Thursday, December 11, 2008

Pineapple Delight

KoAloha Ukuleles is known for building great sounding ukuleles that are a bit "different" from other ukuleles. From the pointy headstock to the Musubi soundhole to the Unibrace, KoAloha builds some of the more distinctive ukuleles available today. One of the more distinctive models they offer is the Pineapple Sunday.

When I first saw one of these it was love at first sight. The normal "pineapple" ukes had not been something I was too interested in, but this looked great to me. Everything on it contributed to what I consider a "true" pineapple look. It has the pointy headstock. The bridge has a spiky appearance. The upper bout has a pointy shape. And of course, its top is debossed with a pineapple pattern. The ukulele just looked great to me. I had also read many testimonies from various internet forums regarding this ukulele. In just about every instance, it was held in very high regard. So I knew it was a great sounding ukulele as well.

At around June of 2007, I decided to pull the trigger on one of these babies. At the time, the Pineapple Sunday was close to be retired, as KoAloha had planned to offer a new "Masterpiece Series" ukulele soon. (they have since brought it out of retirement due to great demand) I thought if I wanted one I had better act soon. So I found one from Hawaii Music Supply.

I had very high expectations for this ukulele at the time, and I was more than satisfied with it upon receiving it. It looked as good as the pictures indicated. And it played and sounded much better than anything I had experienced at the time (admittedly I was only about half a year into ukuleles and the best uke I have a the time was a G-String soprano). It was my first venture into the high-end of ukulele world, and I was blown away.

So what do I think of it now, about a year and a half after acquiring the Pineapple Sunday? I still think it is a marvelous ukulele. It remains the easiest player in my collection, with action lower than both the William King and Koa Works tenor. (this is not a given on Pineapple Sundays though. I played one in Hawaii in January, 2008 that had almost unplayable action) Because it is strung with Worth BL (light) strings, the string tension is pretty light. Coupled with the low action, it is really easy to play. The Pineapple shape also works very well. It is easy to hold, and the upper bout is essentially like a cutaway, so access to the higher frets is very easy. It is quite neck heavy though, since it is more or less a super concert sized uke with a pretty heavy headstock that has sealed Grover tuners. Some might not like the neck-heaviness of this uke. I personally don't have an issue with it, but I do notice it each time I play the uke.

Sound-wise, I would describe it as a mix of ukulele, mandolin, and a pinch of resonator uke. It is higher pitched sounding than most ukes and has excellent volume. I've come to prefer a more percussive and boomy sound produced by bigger bodied tenors such as the William King tenor and Kanile'a super tenor, but the sound of the Pineapple Sunday is still first rate and definitely very unique.
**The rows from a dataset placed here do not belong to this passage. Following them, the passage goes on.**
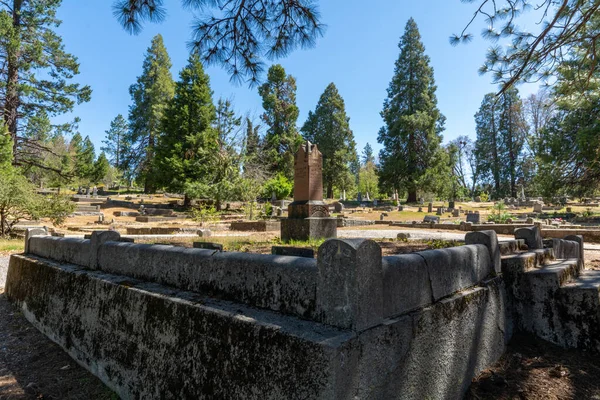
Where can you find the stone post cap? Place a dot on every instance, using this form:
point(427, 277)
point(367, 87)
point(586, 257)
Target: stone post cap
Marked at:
point(30, 232)
point(350, 284)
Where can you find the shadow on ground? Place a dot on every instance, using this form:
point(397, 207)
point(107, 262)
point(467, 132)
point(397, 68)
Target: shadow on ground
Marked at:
point(534, 369)
point(33, 367)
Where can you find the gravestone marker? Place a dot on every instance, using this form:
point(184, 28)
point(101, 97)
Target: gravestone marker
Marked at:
point(474, 218)
point(308, 215)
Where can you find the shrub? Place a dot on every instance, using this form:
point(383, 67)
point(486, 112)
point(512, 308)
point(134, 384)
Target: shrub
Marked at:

I think my Pineapple Sunday is probably from the middle or end of the first run of these ukes before its first "retirement". It has a Pineapple Sunday specific soundhole label and Tusq nut and saddle where the early ones have a standard KoAloha soundhole label and ebony nut and saddle. Current production Pineapple Sundays have a few different details. It now has a rectangular bridge with ebony reinforcement instead of the spiked all koa bridge mine has. I believe it's due to the problem of strings cutting into the softer koa on too many of these ukes. Mine also had this problem but the cut was not too deep into the wood and I have since made some "grommets" from old credit card to to prevent the strings from digging into the wood (you can see in the above picture). I think the old version of this bridge looks much cooler, but I guess KoAloha had to do something to stop the "bridge cutting" complaints. The other updated detail seems to be koa bindings on the fretboard instead of ebony bindings. I personally think the ebony bindings look a bit more classy. I suppose KoAloha is trying to find way to maximize their koa stock, and I can't blame them in this economy.

All in all, the Pineapple Sunday is a very good and very unique ukulele. It plays and sounds great and probably has a lot of collector's value down the road. If you enjoy a higher pitched sound from your ukulele and like the styling of this uke, I would highly recommend it.